RT-11 Crashes During UNLOAD

From: Jerome Fine <jhfine_at_idirect.com>
Date: Thu Dec 31 23:47:35 1998

Before I go into the detail, let me first say that this bug likely
is as old as V5.5 (I only have looked at the V5.6 code
on a friend's system) which is when extended device drivers
were first introduced. So, we can say that the bug is about
10 years old and qualifies for this list since V5.5 of RT-11
was released in 1989.

The bug in RT-11 occurs when RT-11 has had a SYSGEN to allow
extended device drivers and a device driver which is extended
(allows more than 8 devices - in my case, I was using a DU:
MSCP device driver which allowed 64 partitions). In a test
case, the following sequence produces a crash:
SRUN KEX.SAV/LEVEL:n/NAME:KEXn for n = 1 => 6
after each do a CTRL/B to return to the background
Then do:
ABORT KEXn for n = 1 => 6
UNLOAD KEXn for n = 1 => 6
I tried this under RT11XM on V5.6 with an RL02 being
the boot device and DU: being auto-installed and not
referenced the whole time. In the actual situation,
DU: was being referenced on a magneto optical disk
drive to obtain specified files, but the DU: device
driver was not LOADed since there was insufficient
space left in low memory.
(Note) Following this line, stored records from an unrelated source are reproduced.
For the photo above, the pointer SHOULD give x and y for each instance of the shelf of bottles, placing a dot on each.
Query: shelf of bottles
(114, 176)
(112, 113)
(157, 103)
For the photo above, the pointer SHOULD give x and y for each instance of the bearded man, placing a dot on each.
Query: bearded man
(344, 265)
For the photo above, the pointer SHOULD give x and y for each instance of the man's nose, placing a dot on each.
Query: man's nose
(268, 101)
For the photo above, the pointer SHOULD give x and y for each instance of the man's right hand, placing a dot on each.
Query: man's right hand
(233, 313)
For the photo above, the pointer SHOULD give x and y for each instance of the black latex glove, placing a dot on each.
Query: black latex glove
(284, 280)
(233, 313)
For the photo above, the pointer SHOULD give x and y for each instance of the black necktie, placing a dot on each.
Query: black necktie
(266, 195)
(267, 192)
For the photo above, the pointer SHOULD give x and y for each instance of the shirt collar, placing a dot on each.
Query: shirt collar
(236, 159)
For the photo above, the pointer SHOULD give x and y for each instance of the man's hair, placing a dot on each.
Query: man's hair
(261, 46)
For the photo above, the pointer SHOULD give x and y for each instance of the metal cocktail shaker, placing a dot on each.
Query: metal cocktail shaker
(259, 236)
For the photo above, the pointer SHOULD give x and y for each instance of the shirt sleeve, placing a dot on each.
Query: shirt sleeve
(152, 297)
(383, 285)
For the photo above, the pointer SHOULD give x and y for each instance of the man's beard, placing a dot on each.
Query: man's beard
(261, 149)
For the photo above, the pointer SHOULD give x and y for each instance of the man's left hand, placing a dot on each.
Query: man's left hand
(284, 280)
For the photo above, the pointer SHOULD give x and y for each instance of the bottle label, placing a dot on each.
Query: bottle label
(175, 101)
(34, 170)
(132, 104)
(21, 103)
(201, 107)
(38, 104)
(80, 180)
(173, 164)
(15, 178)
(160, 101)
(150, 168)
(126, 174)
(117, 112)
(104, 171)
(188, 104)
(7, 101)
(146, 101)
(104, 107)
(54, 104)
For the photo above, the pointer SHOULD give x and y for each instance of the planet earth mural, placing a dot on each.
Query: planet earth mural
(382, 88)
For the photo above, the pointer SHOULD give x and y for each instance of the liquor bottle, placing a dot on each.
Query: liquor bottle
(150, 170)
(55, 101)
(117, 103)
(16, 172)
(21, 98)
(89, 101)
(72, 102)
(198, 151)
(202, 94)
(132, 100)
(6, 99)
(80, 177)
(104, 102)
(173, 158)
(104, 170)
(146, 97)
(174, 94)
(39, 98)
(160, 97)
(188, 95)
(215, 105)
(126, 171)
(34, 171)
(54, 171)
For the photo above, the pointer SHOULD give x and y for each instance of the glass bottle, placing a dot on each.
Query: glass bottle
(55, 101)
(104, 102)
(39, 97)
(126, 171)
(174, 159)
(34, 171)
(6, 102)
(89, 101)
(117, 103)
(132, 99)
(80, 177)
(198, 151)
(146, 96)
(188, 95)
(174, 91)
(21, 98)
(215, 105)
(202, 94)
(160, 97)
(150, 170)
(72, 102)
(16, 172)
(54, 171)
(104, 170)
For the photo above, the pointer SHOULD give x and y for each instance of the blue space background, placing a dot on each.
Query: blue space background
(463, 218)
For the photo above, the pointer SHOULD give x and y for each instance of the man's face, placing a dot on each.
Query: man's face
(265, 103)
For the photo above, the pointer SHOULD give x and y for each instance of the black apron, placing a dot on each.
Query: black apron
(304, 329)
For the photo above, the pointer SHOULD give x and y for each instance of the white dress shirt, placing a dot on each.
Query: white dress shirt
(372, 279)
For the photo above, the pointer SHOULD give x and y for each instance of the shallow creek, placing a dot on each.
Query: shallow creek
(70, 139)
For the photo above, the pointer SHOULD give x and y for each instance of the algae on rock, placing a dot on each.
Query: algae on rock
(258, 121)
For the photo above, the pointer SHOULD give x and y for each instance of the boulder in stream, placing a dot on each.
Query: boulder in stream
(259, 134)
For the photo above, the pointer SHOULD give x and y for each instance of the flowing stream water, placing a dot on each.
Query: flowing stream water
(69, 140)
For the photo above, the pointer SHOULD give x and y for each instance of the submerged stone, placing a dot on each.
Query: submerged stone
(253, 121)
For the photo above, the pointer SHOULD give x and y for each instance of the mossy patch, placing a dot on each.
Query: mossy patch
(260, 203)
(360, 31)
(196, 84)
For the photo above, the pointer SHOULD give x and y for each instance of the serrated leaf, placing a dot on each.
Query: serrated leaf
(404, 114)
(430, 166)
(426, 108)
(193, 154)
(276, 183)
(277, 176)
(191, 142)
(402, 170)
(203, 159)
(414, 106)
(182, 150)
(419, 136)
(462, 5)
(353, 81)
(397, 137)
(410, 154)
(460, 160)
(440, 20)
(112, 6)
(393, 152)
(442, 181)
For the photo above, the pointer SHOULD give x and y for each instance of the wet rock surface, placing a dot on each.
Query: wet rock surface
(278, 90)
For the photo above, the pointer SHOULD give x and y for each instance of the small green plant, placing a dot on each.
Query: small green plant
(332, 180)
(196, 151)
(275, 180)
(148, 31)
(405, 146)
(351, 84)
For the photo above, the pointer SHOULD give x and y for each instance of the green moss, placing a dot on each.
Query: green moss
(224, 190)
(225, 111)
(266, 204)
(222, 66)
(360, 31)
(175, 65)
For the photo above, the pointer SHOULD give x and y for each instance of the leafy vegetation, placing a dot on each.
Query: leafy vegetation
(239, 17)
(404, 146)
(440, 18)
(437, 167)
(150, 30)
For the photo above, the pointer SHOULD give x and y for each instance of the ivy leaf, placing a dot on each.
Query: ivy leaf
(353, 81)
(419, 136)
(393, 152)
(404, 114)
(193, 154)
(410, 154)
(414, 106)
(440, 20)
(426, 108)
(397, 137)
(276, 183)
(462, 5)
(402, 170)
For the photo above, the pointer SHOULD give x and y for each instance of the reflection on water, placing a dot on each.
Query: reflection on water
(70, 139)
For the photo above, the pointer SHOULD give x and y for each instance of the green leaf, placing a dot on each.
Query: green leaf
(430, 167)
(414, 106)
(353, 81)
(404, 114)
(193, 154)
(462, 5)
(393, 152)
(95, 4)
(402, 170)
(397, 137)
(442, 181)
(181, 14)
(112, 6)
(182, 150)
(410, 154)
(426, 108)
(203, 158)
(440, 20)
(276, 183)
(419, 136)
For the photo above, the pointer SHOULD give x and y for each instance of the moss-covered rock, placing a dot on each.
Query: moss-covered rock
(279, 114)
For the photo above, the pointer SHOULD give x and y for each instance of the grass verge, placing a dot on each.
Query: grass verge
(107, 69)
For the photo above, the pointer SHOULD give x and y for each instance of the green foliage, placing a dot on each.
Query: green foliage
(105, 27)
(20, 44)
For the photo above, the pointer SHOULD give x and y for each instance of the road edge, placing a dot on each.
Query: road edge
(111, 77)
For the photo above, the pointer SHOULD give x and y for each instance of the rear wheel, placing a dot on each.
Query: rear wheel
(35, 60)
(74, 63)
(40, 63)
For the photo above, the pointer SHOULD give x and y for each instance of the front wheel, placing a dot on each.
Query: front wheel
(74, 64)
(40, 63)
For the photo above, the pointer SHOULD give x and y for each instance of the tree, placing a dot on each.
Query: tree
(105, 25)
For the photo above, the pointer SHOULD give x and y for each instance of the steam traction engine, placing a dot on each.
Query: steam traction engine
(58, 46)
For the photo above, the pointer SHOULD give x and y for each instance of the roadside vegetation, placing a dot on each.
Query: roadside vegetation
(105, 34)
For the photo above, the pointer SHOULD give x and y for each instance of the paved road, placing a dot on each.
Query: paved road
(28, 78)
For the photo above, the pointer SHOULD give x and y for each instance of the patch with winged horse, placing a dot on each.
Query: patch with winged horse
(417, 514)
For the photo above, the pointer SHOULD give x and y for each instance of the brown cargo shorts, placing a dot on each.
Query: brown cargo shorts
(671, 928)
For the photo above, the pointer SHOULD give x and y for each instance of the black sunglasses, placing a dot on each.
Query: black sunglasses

So, although there are
probably a number of work arounds, the real problem
is that UNLOAD has a bug and does not work correctly
in these circumstances.

UNLOAD in KMOVLY has a bug, as far as I can understand.
In fact, possibly more than one. But, for now, just one that I can
handle. It would seem, in addition, that co-ordination between
different portions of the monitor may not have been done very
successfully since the USR does have the correct code to handle
the situation (a "Beq" instruction) while UNLOAD seems to
want to ignore the problem. Of course, if the USR had not
handled the problem correctly, there are likely going to be many
more occasions when the bug would have occurred, so in the
USR it was caught and the code is correct.

The exact description of the bug and owner tables may not be
correct. If so, please refer to the SSM. But the essential nature
of the bug is, I believe, correctly described.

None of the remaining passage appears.